Fukushima film shows reality sinking in for 'nuclear refugees'

Before the Fukushima nuclear crisis forced them from their homes, residents of Futaba had praised the Daiichi power plant as a "godsend" that brought jobs and money to the Japanese coastal town.

Now, more than three years after the disaster, they remain stuck in cramped emergency housing facing the reality they will likely never go home, with Futaba set to become a storage site for contaminated soil, a new documentary film shows.

"I think this is almost a human rights violation," said Atsushi Funahashi, director of "Nuclear Nation 2", which opens in Japanese cinemas next month.

"(They) are forced to live in this temporary housing without hope for the future," he told a question and answer session after a screening at the Foreign Correspondents' Club of Japan last week.

An abandoned dog romans in the exclusion zone.

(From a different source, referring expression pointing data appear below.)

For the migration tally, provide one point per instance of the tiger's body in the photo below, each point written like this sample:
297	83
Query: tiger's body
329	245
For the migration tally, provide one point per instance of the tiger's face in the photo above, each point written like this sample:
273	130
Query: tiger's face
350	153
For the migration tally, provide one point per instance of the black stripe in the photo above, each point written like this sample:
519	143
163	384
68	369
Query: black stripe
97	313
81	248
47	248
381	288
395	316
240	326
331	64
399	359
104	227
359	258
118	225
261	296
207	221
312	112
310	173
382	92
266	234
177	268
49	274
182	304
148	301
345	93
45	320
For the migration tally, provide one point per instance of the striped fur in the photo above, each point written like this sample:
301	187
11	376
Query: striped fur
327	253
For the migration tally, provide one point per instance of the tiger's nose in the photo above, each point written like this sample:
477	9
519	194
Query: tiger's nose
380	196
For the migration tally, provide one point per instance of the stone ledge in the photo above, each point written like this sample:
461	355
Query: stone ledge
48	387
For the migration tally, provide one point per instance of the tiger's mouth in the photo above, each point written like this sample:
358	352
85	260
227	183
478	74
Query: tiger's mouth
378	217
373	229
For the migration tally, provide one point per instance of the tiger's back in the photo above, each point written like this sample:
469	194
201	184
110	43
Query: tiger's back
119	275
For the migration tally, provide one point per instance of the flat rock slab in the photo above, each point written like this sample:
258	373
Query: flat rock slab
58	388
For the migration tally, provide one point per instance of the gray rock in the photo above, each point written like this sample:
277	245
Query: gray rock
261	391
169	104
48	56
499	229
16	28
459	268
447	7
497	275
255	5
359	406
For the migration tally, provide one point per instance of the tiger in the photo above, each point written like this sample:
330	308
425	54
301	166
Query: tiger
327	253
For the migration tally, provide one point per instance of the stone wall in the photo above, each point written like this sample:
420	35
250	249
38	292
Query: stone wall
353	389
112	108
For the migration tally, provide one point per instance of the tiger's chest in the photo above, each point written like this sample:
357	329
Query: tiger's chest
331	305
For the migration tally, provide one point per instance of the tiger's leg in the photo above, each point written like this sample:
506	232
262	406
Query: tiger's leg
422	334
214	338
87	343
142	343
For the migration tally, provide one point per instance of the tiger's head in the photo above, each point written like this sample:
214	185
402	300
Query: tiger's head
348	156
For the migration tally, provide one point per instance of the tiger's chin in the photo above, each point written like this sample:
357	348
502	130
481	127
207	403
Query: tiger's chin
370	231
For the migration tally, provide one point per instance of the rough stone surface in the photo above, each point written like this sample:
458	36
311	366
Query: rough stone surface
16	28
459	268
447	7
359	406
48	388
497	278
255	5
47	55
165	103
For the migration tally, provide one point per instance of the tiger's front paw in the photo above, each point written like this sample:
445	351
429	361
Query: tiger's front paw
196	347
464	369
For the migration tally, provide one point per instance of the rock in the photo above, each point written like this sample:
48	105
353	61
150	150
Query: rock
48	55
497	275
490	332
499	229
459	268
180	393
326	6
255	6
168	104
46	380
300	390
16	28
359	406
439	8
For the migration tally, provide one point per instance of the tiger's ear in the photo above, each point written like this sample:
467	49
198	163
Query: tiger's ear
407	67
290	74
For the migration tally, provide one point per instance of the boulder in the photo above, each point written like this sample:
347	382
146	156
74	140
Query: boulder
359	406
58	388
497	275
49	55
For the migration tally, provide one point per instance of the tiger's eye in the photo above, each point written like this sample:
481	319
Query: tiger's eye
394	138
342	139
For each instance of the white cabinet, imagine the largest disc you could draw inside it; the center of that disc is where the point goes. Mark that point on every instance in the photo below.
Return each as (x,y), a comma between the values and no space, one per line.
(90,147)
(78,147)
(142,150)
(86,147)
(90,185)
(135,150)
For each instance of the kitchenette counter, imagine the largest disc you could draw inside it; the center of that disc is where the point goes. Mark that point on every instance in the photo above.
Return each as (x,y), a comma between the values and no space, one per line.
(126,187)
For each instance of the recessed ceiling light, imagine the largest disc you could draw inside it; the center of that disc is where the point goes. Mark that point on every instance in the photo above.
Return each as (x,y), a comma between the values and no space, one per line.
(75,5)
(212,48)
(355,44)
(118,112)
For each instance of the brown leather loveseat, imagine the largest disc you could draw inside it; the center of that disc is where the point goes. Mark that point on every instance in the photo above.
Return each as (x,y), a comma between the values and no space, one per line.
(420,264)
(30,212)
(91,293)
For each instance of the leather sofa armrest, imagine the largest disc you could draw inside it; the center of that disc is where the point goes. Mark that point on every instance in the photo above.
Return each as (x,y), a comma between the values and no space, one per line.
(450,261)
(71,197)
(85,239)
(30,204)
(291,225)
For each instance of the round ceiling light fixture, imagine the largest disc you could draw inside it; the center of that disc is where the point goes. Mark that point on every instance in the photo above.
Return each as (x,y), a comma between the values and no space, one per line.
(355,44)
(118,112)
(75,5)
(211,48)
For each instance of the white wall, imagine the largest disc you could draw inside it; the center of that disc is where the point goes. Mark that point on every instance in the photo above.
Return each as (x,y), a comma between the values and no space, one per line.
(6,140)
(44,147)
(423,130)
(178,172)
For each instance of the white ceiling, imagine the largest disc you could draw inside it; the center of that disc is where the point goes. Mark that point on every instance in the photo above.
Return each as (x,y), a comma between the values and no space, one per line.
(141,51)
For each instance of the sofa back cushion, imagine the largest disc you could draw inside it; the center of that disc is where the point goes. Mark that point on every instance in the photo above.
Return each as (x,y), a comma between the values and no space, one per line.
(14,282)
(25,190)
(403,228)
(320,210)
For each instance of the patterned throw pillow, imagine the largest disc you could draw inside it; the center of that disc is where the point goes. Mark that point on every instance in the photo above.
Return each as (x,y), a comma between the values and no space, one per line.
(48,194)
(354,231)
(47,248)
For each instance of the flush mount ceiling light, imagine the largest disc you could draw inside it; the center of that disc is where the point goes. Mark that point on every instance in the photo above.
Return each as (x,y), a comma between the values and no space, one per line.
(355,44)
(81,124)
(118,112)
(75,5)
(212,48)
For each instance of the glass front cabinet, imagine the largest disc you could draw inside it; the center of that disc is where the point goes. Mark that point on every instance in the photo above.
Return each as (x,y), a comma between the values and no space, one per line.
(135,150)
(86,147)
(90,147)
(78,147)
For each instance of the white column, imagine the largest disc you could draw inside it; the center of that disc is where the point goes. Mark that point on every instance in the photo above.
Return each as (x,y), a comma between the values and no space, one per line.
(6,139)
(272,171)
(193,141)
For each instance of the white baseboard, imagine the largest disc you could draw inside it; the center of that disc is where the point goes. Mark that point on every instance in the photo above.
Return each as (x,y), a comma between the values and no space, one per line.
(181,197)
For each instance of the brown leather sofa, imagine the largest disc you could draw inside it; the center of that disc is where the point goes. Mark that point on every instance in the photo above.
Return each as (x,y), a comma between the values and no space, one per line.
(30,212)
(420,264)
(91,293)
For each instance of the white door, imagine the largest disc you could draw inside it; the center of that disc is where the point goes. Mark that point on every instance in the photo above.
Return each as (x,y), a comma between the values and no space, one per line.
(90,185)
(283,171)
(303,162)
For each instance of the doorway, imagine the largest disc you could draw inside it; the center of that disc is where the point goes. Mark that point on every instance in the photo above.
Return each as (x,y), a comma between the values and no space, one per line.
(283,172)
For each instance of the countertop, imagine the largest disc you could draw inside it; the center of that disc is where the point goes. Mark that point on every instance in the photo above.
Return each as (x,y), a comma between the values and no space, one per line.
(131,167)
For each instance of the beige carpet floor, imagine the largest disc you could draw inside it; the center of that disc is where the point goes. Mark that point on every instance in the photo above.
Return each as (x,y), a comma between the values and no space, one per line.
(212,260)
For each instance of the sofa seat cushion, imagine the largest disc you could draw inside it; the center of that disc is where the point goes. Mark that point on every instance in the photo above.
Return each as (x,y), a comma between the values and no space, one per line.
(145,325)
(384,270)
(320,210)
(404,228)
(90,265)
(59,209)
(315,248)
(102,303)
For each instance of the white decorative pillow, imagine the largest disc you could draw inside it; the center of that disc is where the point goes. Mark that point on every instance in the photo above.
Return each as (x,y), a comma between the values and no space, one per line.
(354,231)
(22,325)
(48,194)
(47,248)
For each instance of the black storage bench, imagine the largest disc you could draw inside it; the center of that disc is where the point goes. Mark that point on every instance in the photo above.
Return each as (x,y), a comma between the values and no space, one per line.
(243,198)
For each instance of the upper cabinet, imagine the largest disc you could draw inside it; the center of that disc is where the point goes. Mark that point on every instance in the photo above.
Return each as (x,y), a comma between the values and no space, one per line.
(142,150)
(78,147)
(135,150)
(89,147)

Photo: Getty


Funahashi's "Nuclear Nation" films follow the residents of Futaba, who were evacuated after the March 2011 earthquake and tsunami triggered meltdowns at the nearby Fukushima Daiichi nuclear complex, dousing their town with radiation and turning it into a "no-go zone".

In the broader region, tens of thousands were forced to flee.

He filmed the first installment, which premiered at the Berlin International Film Festival less than a year after the disaster, at an abandoned high school in a Tokyo suburb where 1400 Futaba evacuees were living in classrooms.

"Nuclear Nation 2", produced by Documentary Japan and Big River Films, picks up from New Year 2012 and covers a two-year period. Evacuees at the school wish each other well for the coming year, admire New Year cards and chat over "bento", single-portion takeout meals, trying to maintain a semblance of normal life.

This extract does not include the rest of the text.